LONDON (Reuters) - Britain is walking a carbon floor price tightrope: too low and it fails to encourage much-needed low-carbon energy investments; too high and it could raise power prices, sending manufacturing abroad.
With carbon reduction targets and a number of coal and nuclear power plants scheduled to close, Britain plans to introduce a minimum price for emitting climate-warming carbon to encourage investment in clean energy and draw in billions of pounds of investments needed to keep power flowing.
Although a high floor price is needed to reduce risks associated with nuclear and renewable projects, analysts said this may eventually feed into power prices and large energy consumers would end up paying for carbon twice.
“Even if we assume that it is to be applied to the power sector alone, costs could be eventually passed through the customers and therefore result in unnecessarily higher costs in industries - like steel for example - which are already covered by the EU’s Emissions Trading Scheme (EU ETS),” said Omar Abbosh, managing director of Accenture’s UK and Ireland Resources group.
The CBI business lobby group for the most part supports the introduction of a carbon floor price, but would like the costs spread out across all customers to stop industries from relocating factories to other countries.
“There is a competition risk to industry from energy price increases that international competitors are not putting in place,” Murray Birt, CBI senior policy advisor said.
“You’ve got the EU ETS, the floor price, the renewables obligation, the renewable heat incentive, the feed in tariffs, all have to be paid for and adding pressure to energy bills.”
Suggestions to mitigate a rise in power prices include a phased approach, which would increase over time in line with long-term forecasts.
“One option would be to implement a floor, which increases over time, informed by long-term market forecasts, but with sufficient predictability to underpin investment planning,” said Richard Gledhill, global climate change leader at advisory service Pricewaterhouse Coopers (PWC).
The CBI would also like government policies to spread higher power costs across different sectors.
“The question is how are these costs are being borne across the economy. Our most intensive energy users must not be disadvantaged by our energy policy,” Birt said.
CARBON FLOOR PRICE
In the June budget, the government said it would publish proposals for reforming the climate change levy to support a carbon floor, with legislation expected in the finance bill in 2011. Before then, the floor price remains debated within the sector.
“For years it is clear that a carbon floor price of $50 or 50 pounds is what’s needed to catalyse serious changes in behaviour and combat emissions,” said Chris Stubbs, director at environmental consultancy WSP.
Inenco energy analyst Ian Parrett said a price of around 50 euros a tonne of carbon would also be needed for nuclear new builds, while 330 euros a tonne would be needed for carbon capture and storage (CCS) for fossil fuel fired power plants.
“There is no realistic way that carbon prices can go that high.
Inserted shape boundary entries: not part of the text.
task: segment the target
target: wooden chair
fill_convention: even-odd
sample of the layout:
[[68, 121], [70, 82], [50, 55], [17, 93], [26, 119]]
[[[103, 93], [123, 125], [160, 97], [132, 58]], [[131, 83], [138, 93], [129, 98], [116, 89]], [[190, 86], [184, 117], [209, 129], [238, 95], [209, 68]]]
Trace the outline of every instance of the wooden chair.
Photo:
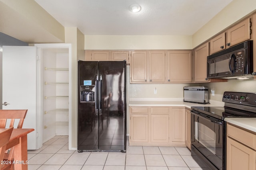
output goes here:
[[[12, 127], [16, 128], [22, 128], [27, 111], [27, 109], [0, 110], [0, 128], [7, 128]], [[15, 120], [18, 121], [18, 123], [16, 122]], [[6, 125], [6, 123], [9, 121], [10, 125]], [[16, 123], [18, 125], [16, 126]], [[13, 147], [11, 148], [9, 151], [6, 151], [4, 159], [12, 162], [14, 160], [14, 148]]]
[[[13, 127], [11, 127], [0, 132], [0, 161], [4, 160], [6, 144], [9, 142], [13, 130]], [[6, 167], [10, 168], [10, 164], [0, 164], [0, 168], [1, 169], [4, 167], [5, 169], [6, 169]]]

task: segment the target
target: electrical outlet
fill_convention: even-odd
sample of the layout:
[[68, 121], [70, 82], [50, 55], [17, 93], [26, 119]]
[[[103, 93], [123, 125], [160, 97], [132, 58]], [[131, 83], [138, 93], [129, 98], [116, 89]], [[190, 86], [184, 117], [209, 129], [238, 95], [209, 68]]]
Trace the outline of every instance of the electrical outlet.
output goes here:
[[156, 94], [156, 93], [157, 93], [157, 91], [156, 90], [156, 88], [155, 87], [155, 88], [154, 89], [154, 94]]

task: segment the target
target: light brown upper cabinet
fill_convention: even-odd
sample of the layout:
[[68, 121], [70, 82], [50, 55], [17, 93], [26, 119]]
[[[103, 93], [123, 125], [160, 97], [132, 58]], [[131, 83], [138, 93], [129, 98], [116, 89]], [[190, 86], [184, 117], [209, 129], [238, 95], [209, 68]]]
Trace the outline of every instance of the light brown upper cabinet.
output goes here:
[[207, 56], [209, 55], [209, 43], [205, 43], [194, 50], [194, 81], [208, 82]]
[[148, 52], [147, 51], [132, 51], [131, 56], [131, 82], [146, 82], [148, 81]]
[[85, 60], [86, 61], [108, 61], [109, 51], [86, 51]]
[[168, 81], [170, 82], [192, 82], [192, 51], [168, 51]]
[[216, 36], [210, 41], [210, 53], [212, 54], [226, 49], [225, 33]]
[[167, 59], [165, 51], [149, 51], [149, 81], [164, 82], [167, 74]]
[[129, 51], [111, 51], [111, 60], [112, 61], [123, 61], [126, 60], [126, 63], [130, 63]]
[[228, 29], [226, 47], [237, 44], [250, 38], [251, 23], [248, 18]]
[[167, 59], [165, 51], [132, 51], [131, 82], [166, 82]]

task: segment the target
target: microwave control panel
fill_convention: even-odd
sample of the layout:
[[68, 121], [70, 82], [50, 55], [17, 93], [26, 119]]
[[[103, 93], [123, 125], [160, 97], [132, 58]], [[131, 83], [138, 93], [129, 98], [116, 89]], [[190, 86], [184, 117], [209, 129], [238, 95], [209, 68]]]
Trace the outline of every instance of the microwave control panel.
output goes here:
[[236, 51], [234, 53], [235, 58], [235, 72], [236, 73], [242, 73], [244, 71], [245, 61], [245, 51], [244, 50], [241, 50]]

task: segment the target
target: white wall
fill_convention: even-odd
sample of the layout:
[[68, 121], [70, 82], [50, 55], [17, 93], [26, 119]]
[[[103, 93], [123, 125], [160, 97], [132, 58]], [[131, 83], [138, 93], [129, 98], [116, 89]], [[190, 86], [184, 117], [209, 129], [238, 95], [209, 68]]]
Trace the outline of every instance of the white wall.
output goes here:
[[193, 35], [193, 48], [256, 10], [255, 0], [233, 0]]

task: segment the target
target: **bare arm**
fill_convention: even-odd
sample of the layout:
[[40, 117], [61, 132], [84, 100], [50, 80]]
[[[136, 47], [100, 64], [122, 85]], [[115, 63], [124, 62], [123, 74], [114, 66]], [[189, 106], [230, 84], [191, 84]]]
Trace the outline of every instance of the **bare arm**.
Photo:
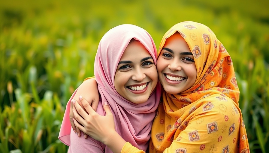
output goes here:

This highlights the need for government subsidies (for CCS),” Parrett said.
Meanwhile, a PWC carbon market poll for the International Emission Trading Association showed 68 percent of the participants felt a carbon price of at least 40 euros was needed to prevent global warming by two degrees Celsius.
European carbon futures have been trading in a 12.50 to 16 euro range for the last six months.
Some analysts have questioned a need for a carbon floor price for new nuclear plants, if a government forecast of carbon rising to 70 pounds a tonne and gas prices to increase to 74 pence a therm by 2030.
“Mathematically speaking, a carbon floor price is not needed to ensure investment in new nuclear power stations,” Datamonitor senior renewables analyst Alex Desbarres said.
“A carbon floor price might well be an interim step towards a self sustaining nuclear industry rather than the only means to a make nuclear cost efficient. Putting a number on that though, that’s a complex proposition,” colleague David Mayne said.
Britain’s utilities -- including E.ON UK, EDF, RWE Npower, and Centrica -- have also declined to give a specific number for the floor price.
“We don’t think a floor price is going to sufficient anyway, we think there needs to be a low-carbon obligation which promotes rather than penalises,” an E.ON UK spokesman said.
Energy companies are expected to invest billions of pounds in new UK power generation. Britain’s Centrica has a 20 percent stake in British Energy -- owned by France’s EDF -- which is aiming to build four nuclear reactors, while German utilities E.ON and RWE also plan to build new nuclear plants in Britain.